Wandbildgalerie im Tunnel geplündert – Vandalismus oder Kunstraub?

Fieser Diebstahl am S-Bahnhof Veddel: Unbekannte Täter haben in der vergangenen Woche drei großformatige Bilder samt Rahmen aus dem Fußgängertunnel am Nordeingang gestohlen. Die Wandbildgalerie war 2010 aus einem Projekt mit Langzeitarbeitslosen entstanden, um den schmuddeligen Tunnel aufzuwerten. Das ist gelungen: Seit die Hafenbilder hängen, gibts kaum noch Graffiti-Schmierereien. Wie ist der Bilderklau einzuordnen? Vandalismus oder Kunstraub?
Bereits im letzten Jahr hatte es einen Versuch gegeben, Bilder aus dem hinteren, dunklen Teil des Tunnels zu entwenden. Doch der Täter scheiterte offenbar an den stabil verschraubten Halterungen. „Diesmal war die Tat eindeutig geplant“, sagt Elisabeth Richnow von der KOM gGmbH, die 2010 die Projektgruppe Walldesign geleitet hat. Die farblich aufeinander abgestimmten Bilder seien gezielt ausgewählt und mit passendem Werkzeug abmontiert worden. „Da war ein Kunstliebhaber am Werke“, ist sie sicher.

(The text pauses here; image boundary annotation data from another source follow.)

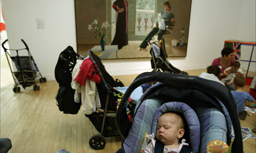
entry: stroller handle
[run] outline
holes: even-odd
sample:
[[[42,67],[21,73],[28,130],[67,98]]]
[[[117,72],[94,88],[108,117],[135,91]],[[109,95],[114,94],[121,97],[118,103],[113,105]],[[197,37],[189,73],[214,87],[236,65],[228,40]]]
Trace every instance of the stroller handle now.
[[[5,40],[2,43],[2,47],[3,47],[3,49],[4,49],[4,52],[6,51],[6,50],[7,50],[7,49],[6,49],[6,48],[4,47],[4,44],[8,42],[8,39]]]
[[[29,48],[28,48],[28,46],[27,45],[27,44],[26,43],[25,41],[24,41],[23,39],[21,39],[21,41],[22,42],[22,43],[24,44],[24,45],[26,46],[26,48],[24,48],[24,49],[7,49],[6,48],[4,47],[4,44],[8,42],[9,40],[7,39],[6,40],[5,40],[3,43],[2,43],[2,47],[3,47],[3,49],[4,50],[4,52],[6,52],[6,50],[7,49],[9,49],[9,50],[22,50],[22,49],[26,49],[27,50],[28,50]]]
[[[124,95],[116,111],[116,124],[120,135],[127,137],[132,123],[126,114],[128,98],[135,89],[150,81],[159,81],[176,88],[190,88],[213,95],[219,99],[228,111],[233,125],[235,137],[232,145],[232,152],[243,152],[242,137],[237,108],[231,93],[223,85],[196,76],[187,76],[163,72],[145,72],[138,75]]]
[[[27,49],[27,50],[28,50],[28,46],[27,45],[27,44],[26,43],[25,41],[24,41],[24,40],[23,39],[21,39],[21,41],[22,42],[22,43],[23,43],[24,45],[26,46],[26,49]]]

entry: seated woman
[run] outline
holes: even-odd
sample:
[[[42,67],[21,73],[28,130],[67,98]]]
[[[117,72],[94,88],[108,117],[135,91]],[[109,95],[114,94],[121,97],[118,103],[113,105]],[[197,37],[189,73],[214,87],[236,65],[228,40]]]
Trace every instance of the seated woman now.
[[[171,4],[170,4],[170,3],[168,1],[165,2],[164,3],[164,6],[165,11],[161,12],[161,17],[164,19],[165,25],[169,25],[171,22],[175,21],[175,19],[174,18],[174,14],[171,12]],[[164,30],[160,29],[158,26],[158,23],[156,21],[156,23],[155,23],[155,24],[154,25],[154,28],[149,33],[149,34],[147,34],[146,38],[145,38],[144,40],[143,40],[140,44],[140,47],[139,48],[139,51],[141,50],[141,48],[146,48],[147,47],[147,41],[154,36],[156,33],[158,33],[157,40],[160,40],[162,39],[163,35],[166,30],[166,29]]]
[[[225,48],[221,50],[221,57],[215,58],[211,63],[211,65],[218,66],[220,68],[220,74],[219,76],[219,79],[222,79],[224,76],[224,70],[231,67],[231,64],[234,61],[234,50],[230,48]]]

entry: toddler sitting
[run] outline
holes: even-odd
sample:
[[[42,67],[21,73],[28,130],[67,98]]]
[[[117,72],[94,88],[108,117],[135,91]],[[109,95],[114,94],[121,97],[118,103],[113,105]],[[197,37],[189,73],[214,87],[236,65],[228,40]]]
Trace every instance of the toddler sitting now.
[[[154,139],[154,134],[148,135],[147,139],[150,142],[144,149],[141,152],[154,152],[156,141],[159,141],[164,145],[164,152],[180,152],[184,146],[188,146],[185,143],[186,140],[183,139],[181,144],[179,140],[184,134],[184,123],[182,118],[174,113],[163,114],[158,119],[156,138]],[[187,146],[186,151],[191,152],[191,150]]]
[[[235,90],[234,78],[237,75],[243,75],[244,72],[240,68],[240,63],[238,61],[234,61],[231,64],[231,67],[225,69],[223,72],[224,75],[226,76],[221,79],[221,81],[230,90]]]

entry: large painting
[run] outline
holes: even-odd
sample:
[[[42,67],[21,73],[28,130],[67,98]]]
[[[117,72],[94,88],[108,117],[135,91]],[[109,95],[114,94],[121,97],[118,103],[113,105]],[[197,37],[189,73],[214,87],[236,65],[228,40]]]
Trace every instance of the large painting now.
[[[154,28],[157,13],[165,11],[164,3],[170,2],[175,22],[163,36],[169,57],[186,57],[191,0],[127,0],[128,44],[118,48],[111,45],[116,34],[119,13],[112,7],[116,0],[75,0],[78,53],[86,55],[88,50],[102,59],[151,58],[150,48],[139,51],[140,44]],[[107,22],[110,26],[102,28],[105,50],[102,51],[100,38],[95,38],[95,29],[89,25],[97,20],[101,27]],[[93,26],[93,24],[92,24]],[[157,40],[157,35],[152,37]]]

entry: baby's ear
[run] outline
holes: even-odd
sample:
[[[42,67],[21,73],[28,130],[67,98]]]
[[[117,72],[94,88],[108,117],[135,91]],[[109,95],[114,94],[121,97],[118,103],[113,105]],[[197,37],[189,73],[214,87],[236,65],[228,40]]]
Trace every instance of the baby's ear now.
[[[181,138],[183,136],[183,135],[184,135],[184,132],[185,130],[183,129],[180,129],[179,130],[179,133],[178,134],[177,137],[179,139]]]

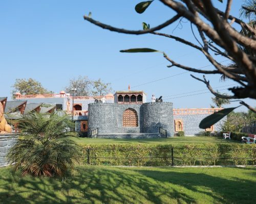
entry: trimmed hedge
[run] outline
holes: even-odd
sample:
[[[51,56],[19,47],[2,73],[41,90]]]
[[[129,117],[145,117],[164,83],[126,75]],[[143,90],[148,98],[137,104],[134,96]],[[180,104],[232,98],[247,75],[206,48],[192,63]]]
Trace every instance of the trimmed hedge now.
[[[220,132],[220,136],[223,137],[224,133],[228,133],[227,132]],[[231,132],[230,134],[230,138],[231,139],[242,141],[242,137],[248,137],[247,133],[238,133]]]
[[[102,144],[82,146],[83,162],[94,165],[169,166],[172,148],[174,165],[256,165],[255,144],[189,144],[174,147],[169,144]]]

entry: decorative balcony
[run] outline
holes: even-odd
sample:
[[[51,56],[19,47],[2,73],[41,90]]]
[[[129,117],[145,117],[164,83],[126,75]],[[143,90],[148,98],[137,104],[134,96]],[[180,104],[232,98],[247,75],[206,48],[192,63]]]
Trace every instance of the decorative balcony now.
[[[223,108],[177,109],[174,109],[174,115],[208,114],[219,111]]]

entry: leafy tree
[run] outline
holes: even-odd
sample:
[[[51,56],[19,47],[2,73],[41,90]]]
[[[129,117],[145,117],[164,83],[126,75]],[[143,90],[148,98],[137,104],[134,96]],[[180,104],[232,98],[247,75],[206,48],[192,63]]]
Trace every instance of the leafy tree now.
[[[217,91],[217,92],[219,92]],[[215,106],[218,108],[223,108],[222,105],[225,104],[229,104],[230,103],[228,98],[220,98],[218,96],[211,98],[211,100],[214,103]],[[211,108],[215,108],[214,106],[211,105]]]
[[[69,85],[66,88],[67,93],[73,94],[72,88],[76,89],[74,94],[79,96],[104,95],[111,90],[110,83],[104,83],[100,79],[92,81],[87,76],[78,76],[77,79],[70,80]]]
[[[101,81],[100,78],[93,82],[93,95],[104,95],[110,92],[112,90],[110,83],[104,83]]]
[[[238,86],[228,88],[232,93],[231,94],[226,95],[218,93],[212,88],[210,82],[205,75],[202,79],[192,74],[191,76],[204,83],[215,96],[229,99],[239,99],[241,105],[244,105],[255,112],[254,108],[241,99],[246,98],[256,99],[256,28],[255,26],[250,26],[240,19],[229,15],[232,1],[227,1],[225,9],[223,11],[215,8],[212,1],[217,2],[217,0],[152,0],[141,2],[135,7],[136,11],[138,13],[143,13],[152,5],[160,2],[170,9],[170,11],[174,11],[175,14],[165,22],[154,27],[150,27],[148,23],[143,22],[142,30],[129,30],[115,28],[94,20],[92,18],[91,15],[88,16],[84,15],[83,18],[84,20],[97,26],[111,31],[131,35],[154,35],[165,37],[166,39],[174,39],[193,47],[200,52],[214,66],[214,69],[202,70],[183,65],[175,61],[164,52],[155,49],[136,48],[124,49],[120,52],[162,53],[163,57],[171,63],[170,65],[168,66],[168,67],[177,67],[187,71],[205,74],[224,74],[226,78],[233,80],[239,84]],[[219,2],[222,2],[222,0],[219,0]],[[255,1],[252,2],[254,3]],[[252,12],[255,12],[255,7],[250,9]],[[248,9],[247,8],[247,10]],[[172,13],[170,12],[169,13]],[[191,29],[193,29],[193,27],[196,28],[198,35],[200,38],[200,40],[196,38],[195,32],[193,31],[198,42],[197,44],[180,36],[157,32],[170,26],[181,18],[185,18],[190,21]],[[179,23],[181,22],[181,20]],[[237,25],[249,33],[250,37],[243,35],[237,31]],[[168,31],[168,29],[165,30]],[[249,52],[246,53],[244,49],[249,50]],[[222,56],[237,66],[233,68],[230,68],[229,66],[218,62],[216,55]],[[229,108],[212,114],[210,116],[210,120],[216,122],[215,119],[221,119],[232,110],[232,108]],[[209,118],[206,118],[206,120],[209,121]],[[206,120],[203,122],[205,122]],[[202,123],[199,126],[204,129],[209,126],[209,124],[210,126],[213,124],[207,123],[207,126],[205,126]]]
[[[70,80],[69,86],[66,88],[67,93],[73,94],[73,88],[76,89],[75,95],[82,96],[90,95],[92,92],[92,81],[87,76],[79,75],[77,79]]]
[[[34,176],[62,176],[68,167],[79,160],[79,146],[68,137],[74,128],[70,116],[36,112],[18,120],[20,139],[11,148],[8,158],[15,170]]]
[[[241,132],[245,123],[250,123],[256,121],[256,113],[250,110],[247,112],[234,112],[229,113],[227,120],[222,127],[223,131]]]
[[[40,82],[29,78],[16,79],[15,82],[12,87],[14,88],[12,90],[12,94],[15,92],[19,92],[22,94],[44,94],[52,93],[53,92],[48,91],[43,87]]]

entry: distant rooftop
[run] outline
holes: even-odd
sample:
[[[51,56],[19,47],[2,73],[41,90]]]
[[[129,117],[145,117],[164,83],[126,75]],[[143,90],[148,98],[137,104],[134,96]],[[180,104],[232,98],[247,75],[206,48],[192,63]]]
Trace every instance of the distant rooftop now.
[[[8,113],[15,112],[22,105],[26,104],[27,100],[11,100],[7,101],[5,106],[5,113]]]

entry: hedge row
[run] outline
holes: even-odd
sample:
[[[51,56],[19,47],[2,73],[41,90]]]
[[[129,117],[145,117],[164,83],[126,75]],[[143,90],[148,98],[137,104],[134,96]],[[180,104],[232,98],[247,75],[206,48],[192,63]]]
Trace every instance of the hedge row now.
[[[165,166],[172,164],[173,158],[177,166],[256,165],[255,144],[104,144],[82,147],[83,162],[94,165]]]

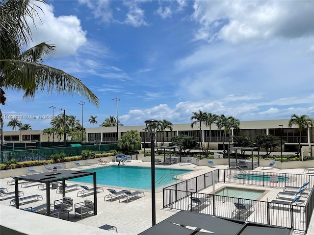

Die Bilder sind in der Tat eindrucksvoll: Die Teilnehmer hatten damals die Aufgabe, Natur in der Hafenlandschaft darzustellen. Entstanden sind Hafenbilder jenseits der gängigen Klischees mit dicken Pötten und Segelschiffen. Stattdessen ist zu sehen, wie sich die Natur in der unwirtlichen Hafenindustrie behauptet. Eines der geklauten Gemälde stammt von Martin Götze, ehemaligem Walldesign-Teilnehmer und heutigem Werkstattleiter. „Ich war damals sehr engagiert in dem Projekt. Wir haben lange und mit viel Herzblut an den Bildern gearbeitet“, erinnert er sich. Dass die Bilder nun weg sind, macht ihn wütend. „Es ist ein blödes Gefühl, dass sie jetzt woanders hängen, und ich nicht weiß wo.“
Elisabeth Richnow hat Anzeige erstattet, die Polizei ermittelt. Die Künstlerin hofft auf Hinweise aus dem Stadtteil. „Die Bilder sind ja sehr auffällig“, sagt sie. Ihr Kollege Mariano Albrecht hat die Bilder außerdem auf Facebook gepos-tet. „Hier wurde nicht nur der Stadtteil bestohlen, sondern auch Menschen, die sich trotz sehr geringem Einkommen und schwieriger Lebensumstände engagieren und etwas für die Gesellschaft tun“, so Albrecht.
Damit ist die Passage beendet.